Images were acquired using an Olympus FV1000 CLSM equipped with a 60 × 1.2 NA UPLSAPO oil-immersion objective lens. Z-stacks were performed with an interval of 2 μm. FV10-ASW 2.0 Viewer software (Olympus) or MetaMorph v6.1 (Universal Imaging Corp., PA) were used for data analysis.

Immunoblotting

Immunoblots on eggs were performed as described previously (45). Eggs were probed with anti-cyclin B (1:500, catalog no. ab72, Abcam, UK) antibody, anti-securin (1:200, catalog no. ab3305, Abcam), and anti-GAPDH (1:5000, G9545, Sigma). All images were taken using a Fuji LAS4000.

RESULTS

Okadaic Acid Blocks Sr²⁺-induced Egg Activation

OA is a phosphatase inhibitor that has selectivity for PP2A over PP1. To examine the effects of phosphatase inhibition on meiotic exit from metII arrest, eggs were cultured in Sr²⁺-containing medium, which mimics the action of sperm by inducing an oscillatory Ca²⁺ signal (38, 46, 47). OA was added at the beginning of the experiment with a dose of 400 nm that has been reported to preferentially inhibit PP2A over PP1 and can achieve >80% PP2A inhibition (16, 17).

The vast majority of eggs (80%, n = 42) were parthenogenetically activated in Sr²⁺-containing media, with second polar body (PB2) extrusion and pronucleus (PN) formation evident by 8 h (Fig. 1A).
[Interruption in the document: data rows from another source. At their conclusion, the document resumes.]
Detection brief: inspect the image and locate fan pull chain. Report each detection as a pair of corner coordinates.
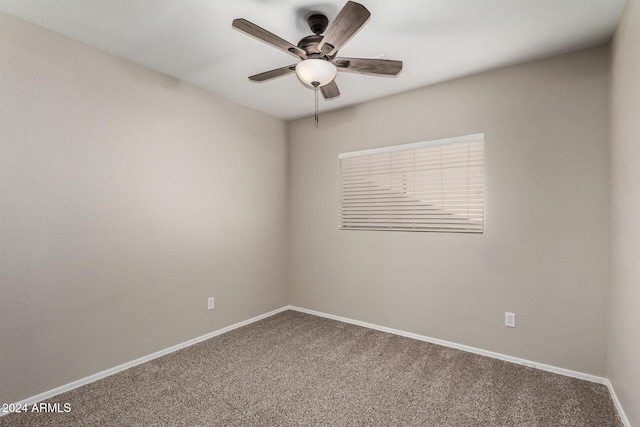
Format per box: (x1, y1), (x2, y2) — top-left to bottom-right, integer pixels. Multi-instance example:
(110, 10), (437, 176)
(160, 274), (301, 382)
(311, 82), (320, 127)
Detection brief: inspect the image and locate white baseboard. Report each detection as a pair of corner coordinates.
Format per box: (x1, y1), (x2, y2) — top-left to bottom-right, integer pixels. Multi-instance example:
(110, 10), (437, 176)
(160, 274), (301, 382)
(0, 305), (631, 427)
(605, 378), (631, 427)
(287, 305), (631, 427)
(0, 307), (289, 417)
(288, 306), (607, 384)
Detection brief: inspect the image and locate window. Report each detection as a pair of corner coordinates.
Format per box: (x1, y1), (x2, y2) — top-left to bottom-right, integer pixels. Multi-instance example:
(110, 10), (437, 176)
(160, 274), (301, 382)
(338, 134), (484, 233)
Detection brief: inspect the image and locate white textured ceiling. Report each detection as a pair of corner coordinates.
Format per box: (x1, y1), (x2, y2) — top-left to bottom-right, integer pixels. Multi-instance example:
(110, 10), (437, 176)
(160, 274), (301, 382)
(0, 0), (626, 120)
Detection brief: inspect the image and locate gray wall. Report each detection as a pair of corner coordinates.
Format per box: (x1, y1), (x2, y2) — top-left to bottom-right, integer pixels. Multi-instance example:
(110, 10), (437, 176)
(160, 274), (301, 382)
(0, 10), (287, 402)
(607, 0), (640, 426)
(289, 47), (609, 376)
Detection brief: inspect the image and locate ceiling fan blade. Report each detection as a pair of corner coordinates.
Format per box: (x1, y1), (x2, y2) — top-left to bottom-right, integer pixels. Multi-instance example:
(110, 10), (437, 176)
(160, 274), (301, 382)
(318, 1), (371, 56)
(332, 58), (402, 76)
(320, 79), (340, 99)
(249, 64), (296, 82)
(231, 18), (307, 59)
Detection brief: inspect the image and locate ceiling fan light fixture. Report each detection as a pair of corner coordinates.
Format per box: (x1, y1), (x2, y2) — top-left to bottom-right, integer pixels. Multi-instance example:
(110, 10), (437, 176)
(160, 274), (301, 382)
(296, 58), (338, 87)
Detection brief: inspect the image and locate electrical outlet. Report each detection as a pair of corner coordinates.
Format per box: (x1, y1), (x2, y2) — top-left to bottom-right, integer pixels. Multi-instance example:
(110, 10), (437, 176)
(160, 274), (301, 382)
(504, 311), (516, 328)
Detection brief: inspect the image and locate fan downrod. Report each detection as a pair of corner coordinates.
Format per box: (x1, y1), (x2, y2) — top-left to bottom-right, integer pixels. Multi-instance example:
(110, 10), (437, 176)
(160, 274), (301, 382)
(307, 13), (329, 36)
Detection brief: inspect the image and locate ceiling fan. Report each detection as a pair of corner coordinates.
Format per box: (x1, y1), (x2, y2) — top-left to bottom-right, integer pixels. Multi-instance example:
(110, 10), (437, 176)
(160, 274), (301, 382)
(232, 1), (402, 100)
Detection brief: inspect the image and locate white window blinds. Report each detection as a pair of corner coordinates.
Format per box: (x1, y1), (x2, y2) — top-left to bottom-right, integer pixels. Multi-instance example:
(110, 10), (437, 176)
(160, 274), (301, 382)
(338, 134), (484, 233)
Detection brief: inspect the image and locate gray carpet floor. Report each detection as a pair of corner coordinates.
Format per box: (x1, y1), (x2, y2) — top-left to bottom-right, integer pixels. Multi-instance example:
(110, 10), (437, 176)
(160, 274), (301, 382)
(0, 311), (622, 427)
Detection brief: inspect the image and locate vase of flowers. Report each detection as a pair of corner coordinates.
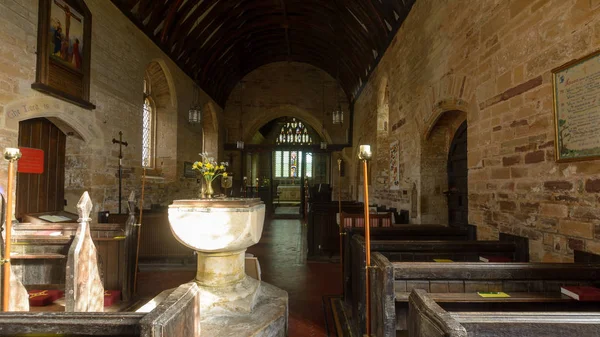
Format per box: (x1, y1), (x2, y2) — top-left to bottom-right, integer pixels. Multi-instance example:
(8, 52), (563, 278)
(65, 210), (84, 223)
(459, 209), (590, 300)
(192, 153), (229, 199)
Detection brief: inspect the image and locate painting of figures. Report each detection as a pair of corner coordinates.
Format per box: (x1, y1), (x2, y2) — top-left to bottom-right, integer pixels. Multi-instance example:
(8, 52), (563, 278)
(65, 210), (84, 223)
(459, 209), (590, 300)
(49, 0), (84, 71)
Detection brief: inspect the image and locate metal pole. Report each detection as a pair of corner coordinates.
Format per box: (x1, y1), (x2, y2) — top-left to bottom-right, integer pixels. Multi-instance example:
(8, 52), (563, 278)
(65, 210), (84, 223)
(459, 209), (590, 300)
(358, 145), (372, 336)
(119, 165), (123, 214)
(338, 158), (344, 296)
(2, 148), (21, 311)
(133, 167), (146, 294)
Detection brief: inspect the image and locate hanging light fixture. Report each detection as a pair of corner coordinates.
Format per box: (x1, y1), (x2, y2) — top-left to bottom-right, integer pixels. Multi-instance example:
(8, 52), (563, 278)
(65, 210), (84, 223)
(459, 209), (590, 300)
(321, 81), (327, 150)
(236, 81), (244, 150)
(188, 83), (202, 124)
(331, 65), (344, 125)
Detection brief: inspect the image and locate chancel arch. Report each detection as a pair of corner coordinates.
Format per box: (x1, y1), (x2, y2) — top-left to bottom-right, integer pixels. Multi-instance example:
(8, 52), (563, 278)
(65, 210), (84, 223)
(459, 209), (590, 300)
(243, 105), (332, 144)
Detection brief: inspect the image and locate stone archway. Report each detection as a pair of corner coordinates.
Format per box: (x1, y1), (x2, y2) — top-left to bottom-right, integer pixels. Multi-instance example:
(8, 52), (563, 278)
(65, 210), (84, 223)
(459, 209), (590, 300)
(4, 96), (104, 146)
(243, 105), (331, 143)
(419, 110), (467, 224)
(145, 59), (177, 181)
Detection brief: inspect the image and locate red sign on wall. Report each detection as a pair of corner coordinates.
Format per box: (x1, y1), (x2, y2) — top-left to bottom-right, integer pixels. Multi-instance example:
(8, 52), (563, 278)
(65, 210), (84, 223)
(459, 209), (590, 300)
(17, 147), (44, 174)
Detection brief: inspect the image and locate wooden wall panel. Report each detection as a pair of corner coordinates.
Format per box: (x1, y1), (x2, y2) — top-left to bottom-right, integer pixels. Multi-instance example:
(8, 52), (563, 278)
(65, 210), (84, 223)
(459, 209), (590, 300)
(15, 118), (66, 219)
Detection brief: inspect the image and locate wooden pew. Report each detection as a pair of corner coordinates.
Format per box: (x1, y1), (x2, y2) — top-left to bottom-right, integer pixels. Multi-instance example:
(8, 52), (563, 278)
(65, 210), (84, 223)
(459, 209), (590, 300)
(346, 235), (528, 334)
(340, 211), (393, 228)
(343, 224), (471, 303)
(410, 289), (600, 337)
(307, 201), (363, 258)
(0, 282), (200, 337)
(371, 253), (600, 336)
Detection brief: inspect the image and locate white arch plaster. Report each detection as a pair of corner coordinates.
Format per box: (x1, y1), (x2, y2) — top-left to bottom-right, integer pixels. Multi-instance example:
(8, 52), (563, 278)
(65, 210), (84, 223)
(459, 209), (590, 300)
(4, 96), (104, 145)
(243, 104), (331, 144)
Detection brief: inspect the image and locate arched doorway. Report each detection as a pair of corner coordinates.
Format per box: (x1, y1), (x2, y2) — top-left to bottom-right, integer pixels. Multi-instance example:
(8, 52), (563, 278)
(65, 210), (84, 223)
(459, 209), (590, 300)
(446, 121), (469, 226)
(243, 116), (331, 218)
(15, 118), (67, 219)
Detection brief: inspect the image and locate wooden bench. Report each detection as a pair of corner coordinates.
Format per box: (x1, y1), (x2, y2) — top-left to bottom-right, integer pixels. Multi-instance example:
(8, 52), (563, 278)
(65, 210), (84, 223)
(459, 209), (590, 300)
(410, 289), (600, 337)
(340, 211), (393, 228)
(306, 201), (364, 259)
(371, 253), (600, 336)
(0, 282), (200, 337)
(343, 224), (471, 303)
(346, 235), (528, 334)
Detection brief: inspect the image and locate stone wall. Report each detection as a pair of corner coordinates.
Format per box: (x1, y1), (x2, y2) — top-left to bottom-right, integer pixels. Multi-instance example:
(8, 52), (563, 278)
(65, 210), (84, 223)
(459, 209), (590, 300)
(354, 0), (600, 261)
(0, 0), (221, 212)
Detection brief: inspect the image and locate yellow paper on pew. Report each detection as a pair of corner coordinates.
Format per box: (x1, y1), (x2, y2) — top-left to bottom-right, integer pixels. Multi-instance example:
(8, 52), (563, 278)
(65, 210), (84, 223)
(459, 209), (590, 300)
(477, 291), (510, 298)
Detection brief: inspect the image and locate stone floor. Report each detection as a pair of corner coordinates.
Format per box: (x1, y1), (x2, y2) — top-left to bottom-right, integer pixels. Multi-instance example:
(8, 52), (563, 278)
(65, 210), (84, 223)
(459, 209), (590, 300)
(138, 219), (341, 337)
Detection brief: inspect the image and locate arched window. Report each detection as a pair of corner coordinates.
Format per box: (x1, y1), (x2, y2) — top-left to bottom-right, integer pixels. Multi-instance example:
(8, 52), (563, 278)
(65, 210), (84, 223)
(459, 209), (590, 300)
(142, 78), (156, 168)
(273, 151), (313, 178)
(275, 118), (312, 145)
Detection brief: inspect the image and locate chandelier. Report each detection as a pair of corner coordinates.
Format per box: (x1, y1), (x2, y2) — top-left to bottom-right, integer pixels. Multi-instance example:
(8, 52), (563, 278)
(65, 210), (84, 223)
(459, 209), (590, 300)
(332, 102), (344, 125)
(188, 83), (202, 124)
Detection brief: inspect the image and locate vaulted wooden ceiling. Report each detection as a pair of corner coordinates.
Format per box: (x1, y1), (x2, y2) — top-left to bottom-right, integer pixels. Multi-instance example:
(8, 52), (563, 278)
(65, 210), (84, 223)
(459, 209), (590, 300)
(112, 0), (415, 106)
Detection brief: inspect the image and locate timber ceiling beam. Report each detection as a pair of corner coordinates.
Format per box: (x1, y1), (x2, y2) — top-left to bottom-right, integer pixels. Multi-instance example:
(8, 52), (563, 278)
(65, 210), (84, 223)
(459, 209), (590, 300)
(111, 0), (415, 106)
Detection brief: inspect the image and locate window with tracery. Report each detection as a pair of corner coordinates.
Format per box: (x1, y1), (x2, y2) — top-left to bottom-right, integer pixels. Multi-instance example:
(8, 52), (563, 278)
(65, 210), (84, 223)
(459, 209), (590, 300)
(273, 151), (313, 178)
(275, 118), (312, 145)
(142, 79), (155, 168)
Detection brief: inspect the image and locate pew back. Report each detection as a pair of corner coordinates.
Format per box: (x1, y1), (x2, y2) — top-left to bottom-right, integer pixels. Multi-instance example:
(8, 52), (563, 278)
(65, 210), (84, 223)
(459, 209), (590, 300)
(346, 235), (517, 336)
(340, 212), (392, 228)
(371, 252), (600, 336)
(0, 282), (200, 337)
(410, 289), (600, 337)
(342, 224), (470, 303)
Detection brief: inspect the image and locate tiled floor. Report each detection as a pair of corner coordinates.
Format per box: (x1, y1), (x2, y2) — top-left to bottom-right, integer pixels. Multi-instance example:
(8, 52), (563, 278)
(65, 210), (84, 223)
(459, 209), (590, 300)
(138, 219), (341, 337)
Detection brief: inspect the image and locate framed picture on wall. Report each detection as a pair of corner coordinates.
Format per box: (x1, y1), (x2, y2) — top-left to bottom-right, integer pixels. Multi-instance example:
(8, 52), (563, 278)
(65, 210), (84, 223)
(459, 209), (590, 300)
(31, 0), (96, 110)
(552, 51), (600, 162)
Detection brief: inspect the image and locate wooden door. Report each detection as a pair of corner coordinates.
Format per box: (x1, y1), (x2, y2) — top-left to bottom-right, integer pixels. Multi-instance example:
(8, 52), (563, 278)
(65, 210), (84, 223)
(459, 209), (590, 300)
(447, 121), (469, 226)
(15, 118), (66, 219)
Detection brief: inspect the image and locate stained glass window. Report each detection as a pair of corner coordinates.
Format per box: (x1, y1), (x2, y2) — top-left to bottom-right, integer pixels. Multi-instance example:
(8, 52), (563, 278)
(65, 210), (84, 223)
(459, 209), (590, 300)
(273, 151), (283, 178)
(273, 151), (312, 178)
(142, 98), (154, 167)
(306, 153), (312, 178)
(275, 118), (312, 145)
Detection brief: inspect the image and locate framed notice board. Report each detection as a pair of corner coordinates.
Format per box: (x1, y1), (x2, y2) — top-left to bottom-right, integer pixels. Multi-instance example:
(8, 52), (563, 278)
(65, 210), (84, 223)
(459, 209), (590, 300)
(552, 51), (600, 162)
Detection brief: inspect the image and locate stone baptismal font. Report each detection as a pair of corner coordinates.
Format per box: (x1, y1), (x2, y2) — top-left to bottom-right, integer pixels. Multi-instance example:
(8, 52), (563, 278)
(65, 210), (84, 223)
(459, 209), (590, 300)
(169, 198), (288, 337)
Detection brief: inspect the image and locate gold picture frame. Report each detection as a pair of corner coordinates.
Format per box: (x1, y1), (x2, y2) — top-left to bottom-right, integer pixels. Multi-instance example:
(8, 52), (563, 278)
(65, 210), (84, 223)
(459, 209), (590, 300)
(552, 50), (600, 162)
(31, 0), (96, 110)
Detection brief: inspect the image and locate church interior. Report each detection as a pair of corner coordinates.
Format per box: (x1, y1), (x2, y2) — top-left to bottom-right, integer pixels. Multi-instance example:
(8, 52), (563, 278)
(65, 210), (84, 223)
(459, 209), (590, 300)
(0, 0), (600, 337)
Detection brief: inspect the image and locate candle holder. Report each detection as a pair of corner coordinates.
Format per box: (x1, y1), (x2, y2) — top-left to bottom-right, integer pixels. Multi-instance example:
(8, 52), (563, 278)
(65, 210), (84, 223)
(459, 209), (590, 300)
(2, 147), (21, 311)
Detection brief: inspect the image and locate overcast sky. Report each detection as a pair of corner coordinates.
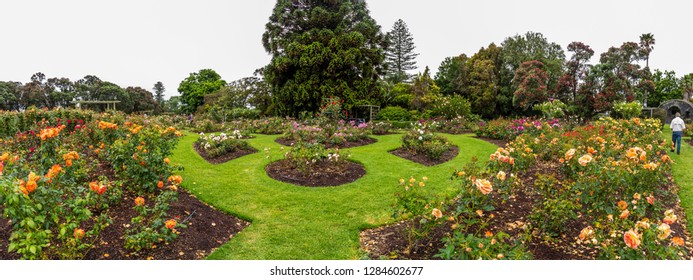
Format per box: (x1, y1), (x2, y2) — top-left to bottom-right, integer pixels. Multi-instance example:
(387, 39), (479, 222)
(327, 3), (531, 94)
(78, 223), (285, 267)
(0, 0), (693, 99)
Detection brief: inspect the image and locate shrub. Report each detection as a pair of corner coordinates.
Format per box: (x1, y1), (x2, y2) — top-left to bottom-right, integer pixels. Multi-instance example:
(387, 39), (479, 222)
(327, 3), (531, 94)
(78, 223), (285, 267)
(195, 130), (250, 158)
(402, 124), (450, 160)
(533, 99), (568, 119)
(378, 106), (411, 121)
(614, 101), (642, 119)
(424, 95), (472, 119)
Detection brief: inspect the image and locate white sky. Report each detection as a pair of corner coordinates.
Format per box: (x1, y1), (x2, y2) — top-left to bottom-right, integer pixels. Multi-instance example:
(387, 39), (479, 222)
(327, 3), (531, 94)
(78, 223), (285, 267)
(0, 0), (693, 99)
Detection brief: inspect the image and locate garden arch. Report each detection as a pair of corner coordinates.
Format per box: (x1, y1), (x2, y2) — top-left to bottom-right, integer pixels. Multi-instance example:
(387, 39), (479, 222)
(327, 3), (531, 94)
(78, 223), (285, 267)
(659, 99), (693, 124)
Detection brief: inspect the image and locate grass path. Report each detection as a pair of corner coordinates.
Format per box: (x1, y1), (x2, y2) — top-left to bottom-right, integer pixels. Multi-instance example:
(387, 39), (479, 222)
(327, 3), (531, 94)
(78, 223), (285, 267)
(662, 126), (693, 227)
(171, 134), (498, 260)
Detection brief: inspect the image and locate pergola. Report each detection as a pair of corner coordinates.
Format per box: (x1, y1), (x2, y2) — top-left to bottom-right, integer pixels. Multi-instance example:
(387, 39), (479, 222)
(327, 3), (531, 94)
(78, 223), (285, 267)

However, when eggs were co-incubated in Sr²⁺ and OA, both morphological events of egg activation were blocked. To explore the nature of the block further and so determine the status of the chromatin, eggs were Hoechst-stained 8 h after Sr²⁺ addition with or without OA. Sr²⁺-activated eggs showed a typical activation profile, with decondensed chromatin within the PN and also the PB2. In contrast, eggs that were co-cultured with OA had condensed chromatin that had lost biorientation on a metaphase plate and was instead dispersed, to a varying degree, throughout the cytoplasm (Fig. 1B).

FIGURE 1. — **Okadaic acid blocks Sr²⁺-induced egg activation.** A, the timing of activation, measured by extrusion of the PB2 and the formation of a PN in metII eggs treated with Sr²⁺-containing medium, with (n = 51) or without (n = 42) 400 nm OA. B, representative brightfield and chromatin (H33258) images of eggs from A at 8 h. *Top panel*, Sr²⁺-activated egg shows decondensed chromatin in both the PB2 and the PN. *Bottom panel*, OA with Sr²⁺ blocked PB2 formation, and the chromatin is disbursed within the cytoplasm. *Scale bar* = 10 μm.

Okadaic Acid Induces Spindle Elongation and Sister Chromatid Disjunction

Disruption to the spindle was the likely reason why PB2 extrusion was inhibited in OA-treated eggs. To observe this process in more detail and to determine whether this happens in the absence of Sr²⁺, metII eggs were exposed to OA for different times before fixation and immunofluorescence for chromatin and tubulin. In these experiments, no parthenogenetic stimulus was added. At 1 h, OA treatment led to a very elongated spindle, although chromatin still appeared aligned at the spindle equator in the majority of eggs (Fig. 2A). However, by 3 h, the chromatin was observed to have dispersed, with long microtubules evident in the cytoplasm that started to lack any spindle structure (Fig. 2A). By 5 h, tubulin staining was very weak, and the condensed chromatin was now widely dispersed, a feature that was maintained at later time points (Fig. 2A). No such changes in spindle structure over the same time period were evident in eggs cultured without OA (Fig. 2A).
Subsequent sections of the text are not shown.